Almost half of the fish we eat comes from farms rather than the wild ocean. With yields from fishing in decline, that proportion is set to increase But environmental issues have dogged fish farming down the years - pollution, disease. The BBC reports
But where are all the extra fish farms to go?
"The forecast is that by the year 2050 there will be a shortage of land for food production," says Patrick Sorgeloos from Ghent University in Belgium, an aquaculture adviser to the UN Food and Agriculture Organization . "And on top of that, freshwater will be a really precious resource that we will not be able to waste or use to expand freshwater aquaculture.
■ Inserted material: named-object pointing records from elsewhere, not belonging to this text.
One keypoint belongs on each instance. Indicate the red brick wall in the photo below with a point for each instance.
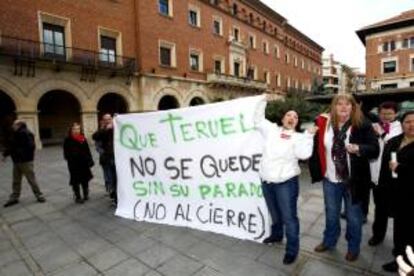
(373, 57)
(154, 26)
(19, 18)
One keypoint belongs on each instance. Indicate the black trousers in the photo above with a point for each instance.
(403, 232)
(382, 212)
(85, 189)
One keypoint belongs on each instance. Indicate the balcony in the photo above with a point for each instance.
(33, 54)
(229, 81)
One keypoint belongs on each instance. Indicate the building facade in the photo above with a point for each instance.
(72, 61)
(340, 78)
(390, 52)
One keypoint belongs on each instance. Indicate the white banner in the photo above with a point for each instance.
(195, 167)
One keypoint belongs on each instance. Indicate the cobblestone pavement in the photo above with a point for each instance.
(61, 238)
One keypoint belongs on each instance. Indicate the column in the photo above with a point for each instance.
(89, 123)
(32, 120)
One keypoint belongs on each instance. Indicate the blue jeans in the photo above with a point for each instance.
(281, 199)
(110, 178)
(333, 194)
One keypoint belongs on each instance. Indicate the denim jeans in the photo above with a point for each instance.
(333, 194)
(281, 199)
(109, 170)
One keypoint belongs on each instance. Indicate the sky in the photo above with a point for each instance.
(332, 23)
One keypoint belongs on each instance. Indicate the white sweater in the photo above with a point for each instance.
(280, 155)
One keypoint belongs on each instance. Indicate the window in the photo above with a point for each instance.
(107, 52)
(236, 34)
(54, 40)
(265, 47)
(392, 45)
(405, 43)
(250, 73)
(167, 54)
(266, 77)
(217, 66)
(217, 26)
(234, 10)
(196, 60)
(388, 46)
(165, 7)
(385, 47)
(389, 86)
(288, 82)
(194, 17)
(252, 41)
(277, 52)
(236, 69)
(389, 66)
(278, 80)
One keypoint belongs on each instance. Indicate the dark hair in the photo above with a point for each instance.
(298, 126)
(71, 126)
(410, 112)
(388, 105)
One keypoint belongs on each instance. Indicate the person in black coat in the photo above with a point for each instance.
(104, 139)
(398, 175)
(344, 144)
(21, 149)
(78, 156)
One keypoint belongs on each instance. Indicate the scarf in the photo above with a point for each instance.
(386, 127)
(78, 138)
(339, 154)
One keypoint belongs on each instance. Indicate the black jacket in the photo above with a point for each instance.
(21, 146)
(360, 176)
(79, 159)
(400, 189)
(105, 138)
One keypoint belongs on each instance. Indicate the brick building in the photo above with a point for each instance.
(389, 52)
(71, 61)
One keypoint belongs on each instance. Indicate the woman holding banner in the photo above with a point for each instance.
(78, 156)
(343, 147)
(279, 171)
(397, 171)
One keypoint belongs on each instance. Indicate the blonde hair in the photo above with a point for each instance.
(356, 113)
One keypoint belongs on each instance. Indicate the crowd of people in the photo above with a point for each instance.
(349, 153)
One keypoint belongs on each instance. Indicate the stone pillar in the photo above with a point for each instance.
(89, 123)
(32, 120)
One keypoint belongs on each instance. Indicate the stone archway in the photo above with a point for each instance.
(112, 103)
(7, 116)
(57, 109)
(168, 102)
(197, 101)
So the FAO and other organisations are very much convinced that the future for aquaculture is much more in the marine environment - and with 70% of the globe covered by sea, we have a great opportunity to get more food produced there."
"We can't just rely on pillage and plunder from wild stocks anymore - we have to produce it ourselves, and we have to produce it in the open ocean, in deeper water," argues Neil Sims co-founder Kona Blue company, operating in Hawaii which believes it has a solution; stop eating bluefin tuna , and start eating Kona Kampachi, a species that is not currently staple choice , but that are palatable and ideal for farming. The company says Kona Kampachi is not only a good replacement , but the fish can be farmed sustainably. Key to that sustainability, it says, is to farm in open ocean, with the strong currents able to remove the fish's faeces and any other pollutants.
Also possible is vast special designed barges, full of salmon smolts which are the start of the grow-out period for salmon in the sea, as young fish of 60-80g - could be put on board such a large vessel, and then the vessel heads up the west coast of America to California. It would be a slow journey. By the time it gets there, the fish are at market size.
At the other end of the scale are urban fish farms - water in the heart of the city, close to the consumer. Special skyscrapers. Space and resources, not least water, are at a premium - hence the development of techniques such as aquaponics, a variant of the water-frugal plant-growing technique of hydroponics.
"In aquaponics, what you do is place the growing bed of the vegetables or flowers or whatever you're growing in the flow of the water coming out of the fish tanks," explains Martin Schreibman from Brooklyn College in New York. " It's the fish wastes, the breakdown products of protein metabolism, that provide the nitrates and phosphates for plants. So I now have a system with styrofoam floats, there are holes in the styrofoam that contain the plants - we've got pak choi and lettuce at the moment - and the water is plumbed back into the fish tank, so you've got a closed cycle."
Dickson Despommier, the Columbia University professor who developed the concept of vertical farming a decade ago explains "We can produce shrimp, we can produce molluscs; you can raise trout, striped bass, catfish...If vertical farming proves successful... then if you were to take a picture today of the skyline of New York or London or Shanghai and then compare that to 50 years later, you'd see a remarkable change. You'd see absolutely gorgeous, tall transparent buildings, apartment houses with three or four stories of transparent vertical farming on top... and you've taken food out of the hands of a few mass producers and placed it into the hands of all the people."